The other night on the drive home, my little one asked if we could play “Knock Knock” jokes. I said sure. So, we took turns. She’s seven, so hers were pretty terrible, but I amused her nonetheless. I took some time on each of mine. I was pretty proud of them! 😉
Here are some samples:
- “Knock, knock.” “Who’s there?” “Boo.” “Boo who?” “Well, geeze, you don’t have to cry about it!!” (Hahahaha…)
- “Knock, knock.” “Who’s there?” “Knew.” “Knew who?” “I don’t know who they know!” (She gave me a hard time about that one…)
- “Knock, knock.” “Who’s there?” “Hoo.” “Hoo who?” “There’s an owl in here? Where!?” (She liked that one.)
- “Knock, knock.” “Who’s there?” “Eight.” “Eight who?” “Someone ate someone? That’s gross!” (I had to explain this one.)
- “Knock, knock.” “Who’s there?” “Kangar.” “Kangar Who?” “There’s a kangaroo?! Are we in Australia?!” (Again, I had to explain this one as well.)
- “Knock, knock.” “Who’s there?” “Woo.” “Woo who?” “Yeah, I’m excited too!!!”

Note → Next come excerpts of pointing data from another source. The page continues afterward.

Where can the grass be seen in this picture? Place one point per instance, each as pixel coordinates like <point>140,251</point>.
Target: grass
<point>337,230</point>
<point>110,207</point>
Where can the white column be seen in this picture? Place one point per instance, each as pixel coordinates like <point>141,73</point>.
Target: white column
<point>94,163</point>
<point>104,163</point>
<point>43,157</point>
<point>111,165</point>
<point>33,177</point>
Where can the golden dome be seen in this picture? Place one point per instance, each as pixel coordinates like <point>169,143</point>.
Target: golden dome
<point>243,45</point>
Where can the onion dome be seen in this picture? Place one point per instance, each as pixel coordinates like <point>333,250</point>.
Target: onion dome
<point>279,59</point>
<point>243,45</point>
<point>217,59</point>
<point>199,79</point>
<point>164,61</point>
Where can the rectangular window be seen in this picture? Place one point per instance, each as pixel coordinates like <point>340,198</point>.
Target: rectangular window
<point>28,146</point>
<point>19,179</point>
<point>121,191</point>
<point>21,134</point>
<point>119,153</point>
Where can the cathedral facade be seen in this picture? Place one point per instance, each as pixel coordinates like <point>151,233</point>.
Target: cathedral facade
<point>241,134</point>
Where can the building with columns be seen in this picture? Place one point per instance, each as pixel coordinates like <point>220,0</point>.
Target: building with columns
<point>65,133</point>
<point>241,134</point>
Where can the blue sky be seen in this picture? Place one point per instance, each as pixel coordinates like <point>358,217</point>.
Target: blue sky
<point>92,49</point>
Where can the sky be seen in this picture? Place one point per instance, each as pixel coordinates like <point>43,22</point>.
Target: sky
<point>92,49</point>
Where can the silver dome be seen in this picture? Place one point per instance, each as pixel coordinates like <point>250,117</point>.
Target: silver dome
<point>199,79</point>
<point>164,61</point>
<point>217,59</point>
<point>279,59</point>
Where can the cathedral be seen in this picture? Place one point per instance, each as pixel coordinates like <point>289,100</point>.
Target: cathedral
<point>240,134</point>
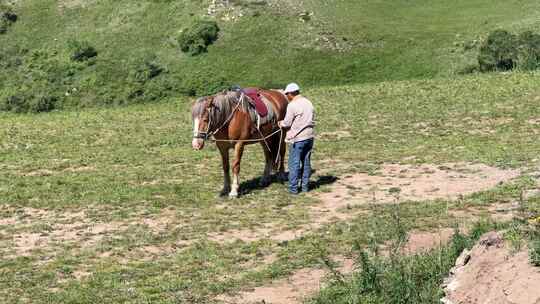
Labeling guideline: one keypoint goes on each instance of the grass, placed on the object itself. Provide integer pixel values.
(145, 205)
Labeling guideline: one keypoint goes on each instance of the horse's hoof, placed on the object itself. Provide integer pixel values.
(264, 183)
(224, 193)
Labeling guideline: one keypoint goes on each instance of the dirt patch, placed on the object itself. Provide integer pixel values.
(490, 273)
(292, 290)
(417, 183)
(419, 241)
(336, 135)
(25, 243)
(32, 229)
(393, 182)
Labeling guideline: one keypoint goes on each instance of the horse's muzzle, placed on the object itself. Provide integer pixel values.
(197, 143)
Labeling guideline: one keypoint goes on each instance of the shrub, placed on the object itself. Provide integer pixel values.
(81, 51)
(529, 51)
(499, 52)
(146, 69)
(7, 18)
(19, 101)
(202, 83)
(196, 39)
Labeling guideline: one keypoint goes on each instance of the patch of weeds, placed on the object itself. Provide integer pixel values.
(7, 18)
(534, 253)
(400, 279)
(514, 235)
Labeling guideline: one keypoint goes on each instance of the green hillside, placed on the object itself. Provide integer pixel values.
(262, 42)
(130, 168)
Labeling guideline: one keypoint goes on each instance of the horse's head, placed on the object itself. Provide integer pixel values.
(202, 121)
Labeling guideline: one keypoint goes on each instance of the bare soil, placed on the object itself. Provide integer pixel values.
(492, 273)
(417, 183)
(292, 290)
(413, 183)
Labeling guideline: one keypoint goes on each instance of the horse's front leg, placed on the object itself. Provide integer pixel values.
(224, 151)
(238, 151)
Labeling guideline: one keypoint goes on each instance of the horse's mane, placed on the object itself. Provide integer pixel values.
(224, 102)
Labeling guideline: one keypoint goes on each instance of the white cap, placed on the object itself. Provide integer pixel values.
(292, 87)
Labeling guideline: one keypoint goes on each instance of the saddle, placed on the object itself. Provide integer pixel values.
(256, 101)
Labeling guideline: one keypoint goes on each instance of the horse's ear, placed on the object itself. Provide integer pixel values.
(211, 102)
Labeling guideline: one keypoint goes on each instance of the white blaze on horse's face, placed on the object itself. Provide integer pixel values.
(197, 143)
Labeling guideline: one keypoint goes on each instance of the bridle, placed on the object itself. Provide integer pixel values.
(207, 134)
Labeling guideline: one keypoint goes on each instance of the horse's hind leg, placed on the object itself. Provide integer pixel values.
(281, 169)
(224, 151)
(238, 151)
(266, 179)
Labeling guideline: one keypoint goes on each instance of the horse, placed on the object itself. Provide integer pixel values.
(233, 122)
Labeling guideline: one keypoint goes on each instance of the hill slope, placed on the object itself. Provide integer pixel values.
(262, 42)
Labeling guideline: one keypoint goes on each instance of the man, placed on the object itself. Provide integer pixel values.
(299, 121)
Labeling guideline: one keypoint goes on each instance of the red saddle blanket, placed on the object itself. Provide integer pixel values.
(256, 101)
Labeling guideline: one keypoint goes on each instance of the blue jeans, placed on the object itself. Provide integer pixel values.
(300, 164)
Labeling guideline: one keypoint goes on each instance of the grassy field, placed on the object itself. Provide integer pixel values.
(342, 42)
(112, 205)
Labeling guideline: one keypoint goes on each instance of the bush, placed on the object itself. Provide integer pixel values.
(499, 52)
(196, 39)
(7, 18)
(146, 69)
(202, 83)
(81, 51)
(534, 253)
(529, 51)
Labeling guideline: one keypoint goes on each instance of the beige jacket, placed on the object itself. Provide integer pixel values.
(300, 119)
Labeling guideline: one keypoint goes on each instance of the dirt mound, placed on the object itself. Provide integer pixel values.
(490, 273)
(292, 290)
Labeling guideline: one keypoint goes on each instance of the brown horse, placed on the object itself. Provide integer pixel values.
(233, 122)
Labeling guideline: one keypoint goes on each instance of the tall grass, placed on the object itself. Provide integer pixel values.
(400, 279)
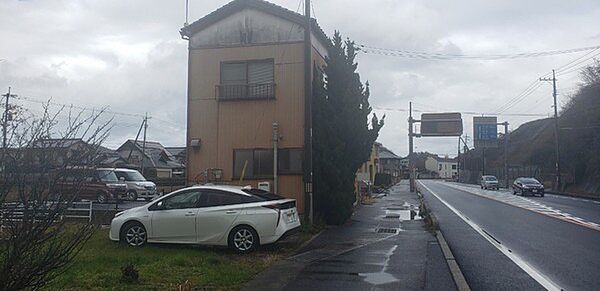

Then, after all of our back and forth jokes, she asked if hers were really good…. Now, I had to have a quick internal debate with myself: Do I protect her fragile feelings and ego, or do I get real with her and help her build some character? chose the latter. I’m a mean mom (or so my husband tells me). I told her that hers weren’t really, really good. But, that it’s really hard for little kids to make a really good knock-knock joke. She tried to pipe up with something about a volcano. I tried to explain what a “play on words” is and how you do it. I used the banana knock-knock joke my mom told her at Christmas and the “Orange you glad I didn’t say banana” part. I tried to tell her how “orange” instead of “aren’t” is a play on words. I told her we could make a volcano joke like this:
- “Knock, knock.” “Who’s there?” “Volcane.” “Volcane who?” “A volcano?! Where?!”
She just started to get really sad and quiet. I asked her if I hurt her feelings, to which she replied in a shaky voice, “You made me a little sad.” I told her that I was not trying to hurt her feelings and repeated that a good knock-knock joke is really hard. But, I had stripped away all of her fun and joy – splattered it all on the road behind us. I told her, “You’re going to have to learn to be tougher, kiddo.” She didn’t talk to me the rest of the way home.
I told my husband when we got home that I had crushed her heart. He told me to stop being so mean! Haha… She’ll be fine. I hate hurting her feelings, but I also want her to get some tougher skin and learn to take some constructive criticism. We’re never too young to start learning those lessons. Or, maybe we are, and I’m just a terrible human being. 😉
Do any of you struggle with being “too honest” with your kids? How do you know when it’s right?
I’m curious to know what other people commented. Found your post bc I’m 26 and still struggle with my bluntness, whch hurts me at times. I see you posted this back in Feb 2017. Assuming you continued the honest feedback, have you noticed any changes in your daughter since then?
Hi, Natalia! Yes, I have continued the honest feedback, and it’s worked well still the past couple years. There are times when I feel I’ve been too blunt/harsh, and I try to be conscious of it. I just tell her right away that anything I’m saying is only because I love her and want the best for her. She seems to understand and gives me some leeway in those moments now. 🙂 I’m sure you’re doing an incredible job!! Don’t be too hard on yourself. The fact that you’re looking for resources like CMB is just proof of how seriously you take your role as a mommy, and you should be very proud of yourself. Your kiddo is lucky to have you!!!